The asura closed the distance with frightening speed. In one instant, she was miles away. The next, she was barely a few yards from me, her fangs poised to tear me apart. Red subsumed my entire vision as I stared into the gullet of this god. I could see her pulsing flesh beneath all the pomp and arrogance.

I exhaled. My mana core cracked, then shattered.

And Integration began.

All the inverted decay—every ounce of it, spread wholly across my body over the past few minutes—erupted from me like the rebounding power of a supernova's collapse. A wave of white soulfire roared outward in an omnidirectional wave, imbued with every inch of my hatred of the basilisks. It was hardened and tempered by my trials and my pain. It burned with my hope and drive and seared from the depths of my soul.

The wave of decaying energy turned the entire castle to less than ash in a heartbeat. Stone recalled that it was simply dust in the end, then gave a last sigh before the might of Integration. Though I must have screamed from the depths of my spirit, the flames were silent. When they devoured, they did so without a sound.

Ayana Kothan was subsumed. The wall of white soulfire struck her like a tidal wave, hungry and rabid. The ocean of fire surrounded her, scorching her wings. Her eyes. Her bones. Her scales. Her everything.

A bare speck of this energy had torn its way through her mana barrier, nearly blinding her. And now…

Now she faced enough of it to blot out the sky.

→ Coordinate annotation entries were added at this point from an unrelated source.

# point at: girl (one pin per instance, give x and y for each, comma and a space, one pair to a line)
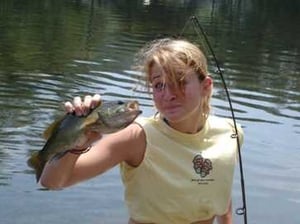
177, 166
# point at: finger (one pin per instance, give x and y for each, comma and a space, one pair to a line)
69, 107
87, 104
96, 99
77, 103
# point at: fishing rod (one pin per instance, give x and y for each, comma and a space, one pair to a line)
197, 26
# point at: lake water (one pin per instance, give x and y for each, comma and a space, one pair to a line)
51, 51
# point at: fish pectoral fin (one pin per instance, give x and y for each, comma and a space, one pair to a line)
58, 156
37, 163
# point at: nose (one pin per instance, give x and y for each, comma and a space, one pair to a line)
169, 92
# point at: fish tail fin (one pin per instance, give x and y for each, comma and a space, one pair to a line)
37, 163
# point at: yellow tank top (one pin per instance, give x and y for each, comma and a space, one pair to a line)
183, 178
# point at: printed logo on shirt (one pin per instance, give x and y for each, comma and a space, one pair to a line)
202, 166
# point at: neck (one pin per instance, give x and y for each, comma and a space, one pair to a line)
188, 127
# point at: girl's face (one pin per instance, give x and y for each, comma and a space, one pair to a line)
179, 105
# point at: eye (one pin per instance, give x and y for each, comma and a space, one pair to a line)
159, 86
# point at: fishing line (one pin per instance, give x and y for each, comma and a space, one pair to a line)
199, 30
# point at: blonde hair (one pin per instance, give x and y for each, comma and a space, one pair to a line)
175, 57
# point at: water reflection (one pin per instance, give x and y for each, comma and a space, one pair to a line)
53, 50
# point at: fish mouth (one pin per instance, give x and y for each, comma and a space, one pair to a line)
134, 107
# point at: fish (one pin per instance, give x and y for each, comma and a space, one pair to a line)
72, 131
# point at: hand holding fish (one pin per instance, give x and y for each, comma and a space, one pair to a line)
85, 122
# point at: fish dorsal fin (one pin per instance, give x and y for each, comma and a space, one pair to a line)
89, 120
49, 131
92, 117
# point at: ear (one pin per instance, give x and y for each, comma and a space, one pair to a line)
207, 85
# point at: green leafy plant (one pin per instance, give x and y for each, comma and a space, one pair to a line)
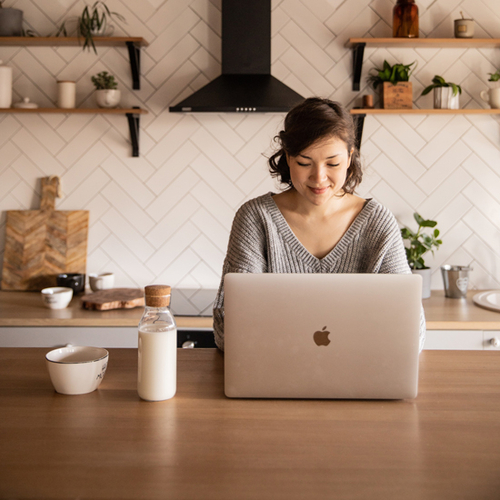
92, 21
494, 77
420, 243
394, 74
104, 80
439, 81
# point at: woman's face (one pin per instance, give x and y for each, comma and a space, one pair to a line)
318, 173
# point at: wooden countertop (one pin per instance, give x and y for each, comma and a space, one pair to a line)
200, 445
26, 309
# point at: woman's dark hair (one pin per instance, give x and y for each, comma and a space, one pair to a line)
308, 122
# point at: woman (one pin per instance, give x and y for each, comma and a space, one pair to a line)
318, 224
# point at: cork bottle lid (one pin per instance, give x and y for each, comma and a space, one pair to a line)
157, 295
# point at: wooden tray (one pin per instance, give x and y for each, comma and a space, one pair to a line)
114, 298
42, 243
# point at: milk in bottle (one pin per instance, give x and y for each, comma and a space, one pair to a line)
157, 372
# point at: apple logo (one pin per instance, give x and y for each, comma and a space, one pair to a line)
321, 337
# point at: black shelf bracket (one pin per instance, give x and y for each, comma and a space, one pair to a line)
134, 53
358, 51
133, 125
359, 122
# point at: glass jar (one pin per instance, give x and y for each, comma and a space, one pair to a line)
157, 369
405, 19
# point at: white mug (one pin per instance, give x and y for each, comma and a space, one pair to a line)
492, 97
102, 281
66, 94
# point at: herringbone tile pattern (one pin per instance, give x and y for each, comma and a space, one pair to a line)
165, 217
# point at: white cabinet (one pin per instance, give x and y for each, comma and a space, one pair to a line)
469, 340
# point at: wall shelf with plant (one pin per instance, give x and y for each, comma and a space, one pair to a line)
133, 45
131, 113
358, 45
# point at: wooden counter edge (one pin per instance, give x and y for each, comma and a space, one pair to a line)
182, 322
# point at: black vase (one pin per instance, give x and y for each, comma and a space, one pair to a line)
11, 22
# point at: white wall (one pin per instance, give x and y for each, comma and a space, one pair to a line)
165, 217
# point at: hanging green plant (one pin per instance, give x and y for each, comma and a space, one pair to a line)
93, 21
394, 74
439, 81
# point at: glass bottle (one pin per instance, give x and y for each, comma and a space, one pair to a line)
157, 370
405, 19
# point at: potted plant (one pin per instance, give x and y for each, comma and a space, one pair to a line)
419, 244
396, 87
492, 96
93, 21
11, 21
446, 94
106, 94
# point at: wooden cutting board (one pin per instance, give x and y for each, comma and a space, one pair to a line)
42, 243
114, 298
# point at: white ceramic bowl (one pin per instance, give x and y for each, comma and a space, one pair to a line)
77, 369
57, 297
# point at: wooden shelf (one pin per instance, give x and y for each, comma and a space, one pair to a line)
133, 45
419, 111
132, 115
475, 43
358, 46
67, 41
104, 111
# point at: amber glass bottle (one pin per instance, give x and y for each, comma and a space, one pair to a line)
405, 19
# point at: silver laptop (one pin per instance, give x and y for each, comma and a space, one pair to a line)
348, 336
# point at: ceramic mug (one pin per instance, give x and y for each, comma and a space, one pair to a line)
492, 97
102, 281
107, 98
76, 281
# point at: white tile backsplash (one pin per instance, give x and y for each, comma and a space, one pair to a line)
166, 216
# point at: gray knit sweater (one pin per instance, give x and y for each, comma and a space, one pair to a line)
261, 241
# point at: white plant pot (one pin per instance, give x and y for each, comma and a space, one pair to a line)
426, 281
108, 98
444, 98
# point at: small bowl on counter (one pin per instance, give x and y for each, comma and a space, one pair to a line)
77, 370
57, 297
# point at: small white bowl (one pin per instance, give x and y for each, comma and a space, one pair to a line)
77, 369
57, 297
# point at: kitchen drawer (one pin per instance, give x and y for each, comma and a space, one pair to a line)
461, 339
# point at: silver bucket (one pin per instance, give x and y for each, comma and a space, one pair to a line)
456, 280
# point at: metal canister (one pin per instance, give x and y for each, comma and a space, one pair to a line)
456, 280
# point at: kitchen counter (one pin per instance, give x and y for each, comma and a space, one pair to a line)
26, 309
200, 445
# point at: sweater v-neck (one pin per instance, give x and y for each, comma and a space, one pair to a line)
300, 250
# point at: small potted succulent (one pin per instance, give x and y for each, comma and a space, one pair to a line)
107, 94
396, 87
492, 96
446, 94
419, 243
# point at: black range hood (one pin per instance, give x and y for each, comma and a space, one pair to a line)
246, 83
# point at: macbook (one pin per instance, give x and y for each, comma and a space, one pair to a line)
346, 336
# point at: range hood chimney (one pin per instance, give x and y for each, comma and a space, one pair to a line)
246, 83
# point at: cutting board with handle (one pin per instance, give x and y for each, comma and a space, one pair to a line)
114, 298
40, 244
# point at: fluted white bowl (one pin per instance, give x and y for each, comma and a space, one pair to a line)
77, 369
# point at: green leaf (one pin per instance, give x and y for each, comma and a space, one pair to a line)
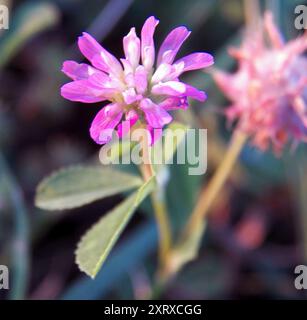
187, 249
79, 185
97, 243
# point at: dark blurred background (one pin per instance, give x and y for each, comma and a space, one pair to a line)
257, 232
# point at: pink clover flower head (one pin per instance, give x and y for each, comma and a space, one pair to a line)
140, 87
269, 90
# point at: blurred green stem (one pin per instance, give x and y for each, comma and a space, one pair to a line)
159, 207
20, 255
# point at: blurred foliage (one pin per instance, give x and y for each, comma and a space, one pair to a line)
257, 232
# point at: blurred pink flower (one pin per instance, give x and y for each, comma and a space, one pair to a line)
136, 90
269, 90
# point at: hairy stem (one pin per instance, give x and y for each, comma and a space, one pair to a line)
159, 207
210, 192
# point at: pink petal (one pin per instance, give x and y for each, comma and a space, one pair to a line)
130, 96
97, 55
194, 93
155, 115
172, 44
132, 48
194, 61
147, 43
174, 103
78, 71
84, 91
104, 123
274, 34
140, 79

The basilisk screeched once in a pitiful wail as her flesh withered across her skeleton. The skin beneath her wings burned away, leaving only charred sticks masquerading as bones, before those vanished too.

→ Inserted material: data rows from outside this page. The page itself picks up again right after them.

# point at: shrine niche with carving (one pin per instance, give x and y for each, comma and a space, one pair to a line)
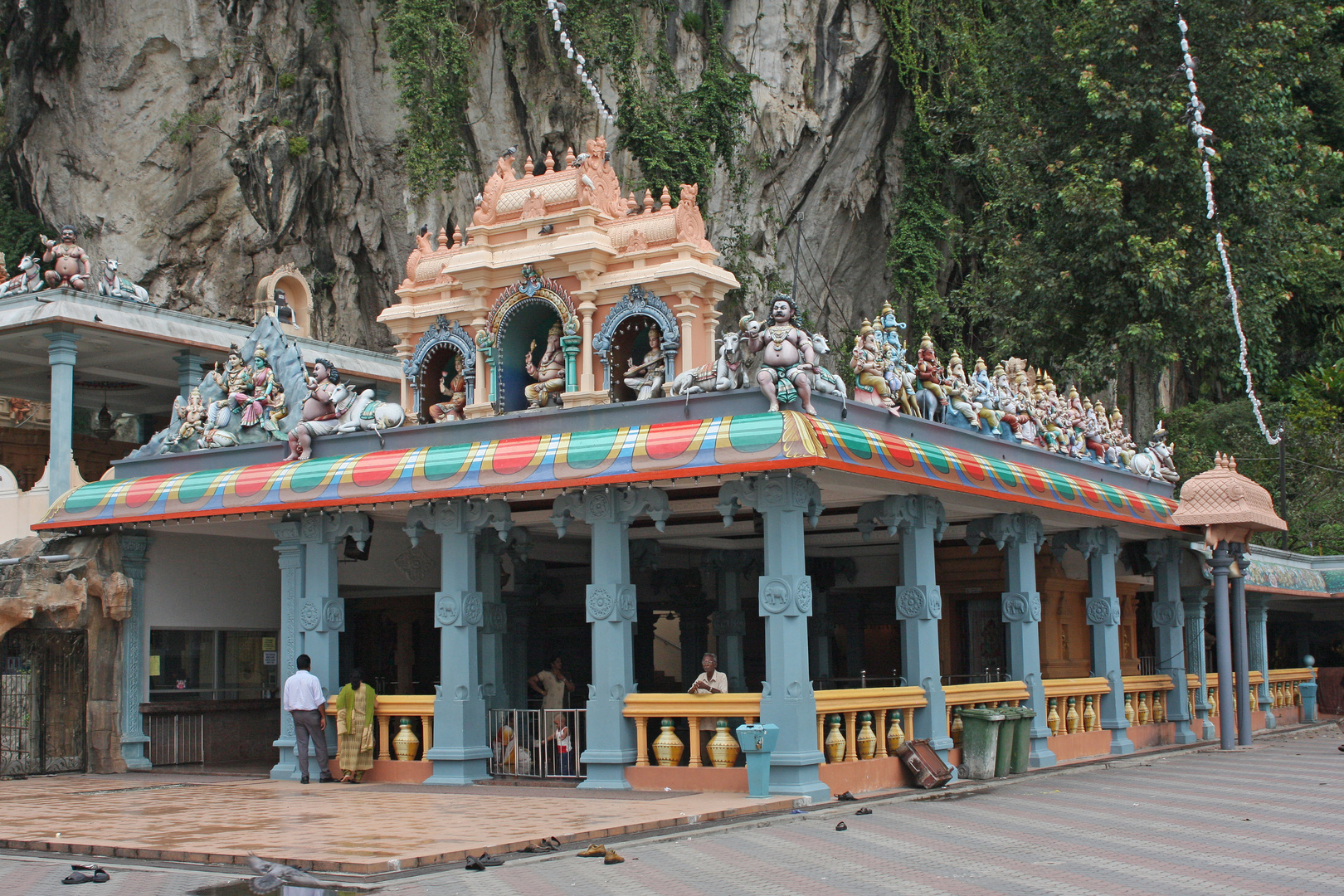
602, 275
624, 342
433, 368
527, 327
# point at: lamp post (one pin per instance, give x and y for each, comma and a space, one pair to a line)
1229, 507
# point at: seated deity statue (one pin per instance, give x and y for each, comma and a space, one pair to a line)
455, 391
548, 373
647, 377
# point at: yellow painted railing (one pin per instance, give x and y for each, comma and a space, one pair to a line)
693, 707
990, 694
863, 713
1074, 704
1146, 699
398, 707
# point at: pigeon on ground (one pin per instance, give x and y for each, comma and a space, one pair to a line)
273, 874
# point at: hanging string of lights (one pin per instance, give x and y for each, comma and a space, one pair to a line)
1205, 152
555, 8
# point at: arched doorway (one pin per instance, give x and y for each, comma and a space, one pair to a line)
531, 310
626, 338
436, 353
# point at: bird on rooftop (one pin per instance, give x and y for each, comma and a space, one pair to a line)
273, 874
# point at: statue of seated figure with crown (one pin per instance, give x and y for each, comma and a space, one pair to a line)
548, 373
647, 377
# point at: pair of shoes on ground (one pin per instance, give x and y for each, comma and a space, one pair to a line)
548, 845
77, 874
609, 856
483, 861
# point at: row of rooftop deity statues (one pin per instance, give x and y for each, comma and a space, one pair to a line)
249, 401
71, 269
1014, 401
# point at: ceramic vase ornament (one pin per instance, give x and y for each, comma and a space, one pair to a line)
835, 742
723, 748
866, 742
407, 744
895, 733
667, 746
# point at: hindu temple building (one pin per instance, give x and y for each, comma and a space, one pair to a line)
590, 461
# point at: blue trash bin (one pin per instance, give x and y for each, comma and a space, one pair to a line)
757, 744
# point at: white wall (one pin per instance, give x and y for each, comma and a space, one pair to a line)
212, 582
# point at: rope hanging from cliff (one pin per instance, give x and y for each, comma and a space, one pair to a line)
555, 8
1205, 152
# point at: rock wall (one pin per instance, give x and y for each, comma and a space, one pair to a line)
285, 144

White fire devoured her whole. A single remaining eye stared at me in horror and disbelief as the asura was thrown backward, the entire being going up like charred paper. Ashes the color of bone trailed in the wake of her disintegrating body. She tried to move, but every shift and use of mana only sent that infection deeper into her mana veins.

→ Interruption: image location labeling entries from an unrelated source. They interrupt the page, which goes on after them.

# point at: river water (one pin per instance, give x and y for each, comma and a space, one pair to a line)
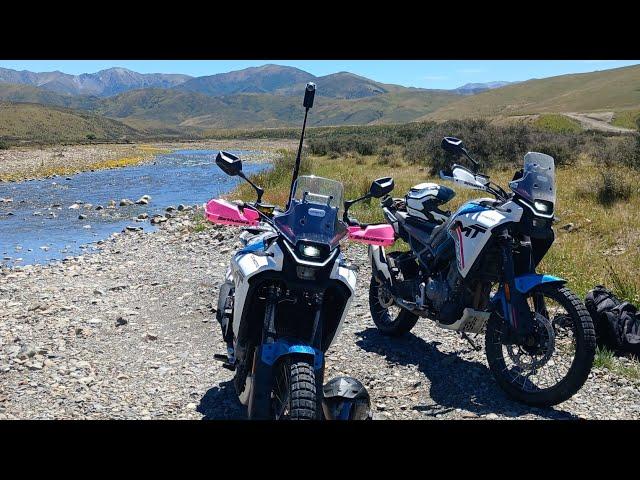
38, 226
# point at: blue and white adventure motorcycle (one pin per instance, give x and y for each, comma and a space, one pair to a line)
474, 271
287, 292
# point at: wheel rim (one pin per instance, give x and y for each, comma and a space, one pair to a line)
281, 392
546, 363
386, 311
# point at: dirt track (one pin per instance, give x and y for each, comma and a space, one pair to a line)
130, 333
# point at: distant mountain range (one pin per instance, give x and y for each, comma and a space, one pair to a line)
270, 96
473, 88
103, 83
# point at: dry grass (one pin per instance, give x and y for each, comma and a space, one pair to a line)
603, 237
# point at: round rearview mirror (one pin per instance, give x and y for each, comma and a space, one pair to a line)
452, 145
381, 187
229, 163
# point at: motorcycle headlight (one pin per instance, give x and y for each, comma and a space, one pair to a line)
310, 251
543, 207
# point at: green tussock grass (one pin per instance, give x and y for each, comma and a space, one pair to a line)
603, 239
557, 123
627, 119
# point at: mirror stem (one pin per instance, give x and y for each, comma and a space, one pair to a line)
473, 161
259, 190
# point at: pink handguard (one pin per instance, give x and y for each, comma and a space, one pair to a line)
227, 213
381, 235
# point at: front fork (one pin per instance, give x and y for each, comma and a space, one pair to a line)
514, 304
271, 350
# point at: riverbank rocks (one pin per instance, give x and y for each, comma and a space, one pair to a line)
165, 284
157, 219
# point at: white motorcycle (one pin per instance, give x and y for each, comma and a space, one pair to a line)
287, 291
474, 271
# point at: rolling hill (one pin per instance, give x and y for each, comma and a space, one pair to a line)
125, 103
47, 124
615, 89
152, 108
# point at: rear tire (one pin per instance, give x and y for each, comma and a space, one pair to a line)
388, 323
294, 393
583, 339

I stared into that single eye, savoring the light as it evaporated. Something deep within me welled up as the spark within winked out, too fast for true comprehension. I felt it press against the confines of my chest, needing release.

Toren was right. What separated asura from man? What made these mana-bound beings any better than those beneath their feet? They all died the same.

I was devoid of mana. Completely and utterly, in that instant where a god withered before me, I was no more powerful than an unadorned as the nimbus of power washed over the battlefield.

In perfect timing, Toren's heartfire streamed from his soul under my demands. I drank it greedily, my weakened heart pumping it across every inch of my body in record pace. My horns ached as lifeforce streamed through them, and I found that I was gleaming white. I shone like the moon as embers of power flowed around me.

That force pressing against my lungs finally erupted.

I laughed aloud as my arm regrew in record pace, my bones reknitting as my body shifted with lifeforce. I laughed to the heavens as Ayana's bleached bones hung adrift in the sky, poised in a hubristic attempt to devour me whole.

I laughed. I laughed with delight and sorrow and love, staring into the sky as my horns—once dark as obsidian—gleamed with moonlight. I laughed as I felt the world around me in a way never before, my ascension complete. I laughed as I changed, everything inverted. I could sense Toren's disbelief and confusion over this soul-bound connection. I wanted him to be here. I wanted to take him in my arms and dance over this tattered creature's bones, laughing about life and absurdity all the while.

That spherical expansion of inverted soulfire halted in the distance. Then, as if pulled by some gravitational well, it started to crash back inward. The weave of mana washed over the bleached bones of Ayana, tearing them apart again like strips of paper from a forbidden manuscript. They disintegrated into white ash, before the energy slammed back into me.

I gasped, that lingering dust coating me from head to toe as it all compressed again. My consciousness wavered once more as I hovered in the sky, a saint anointed in the ashes of a dead god.

The djinni medallion in my hand flickered, space warping around me.

And then I was lost, my mind scattered to the wind.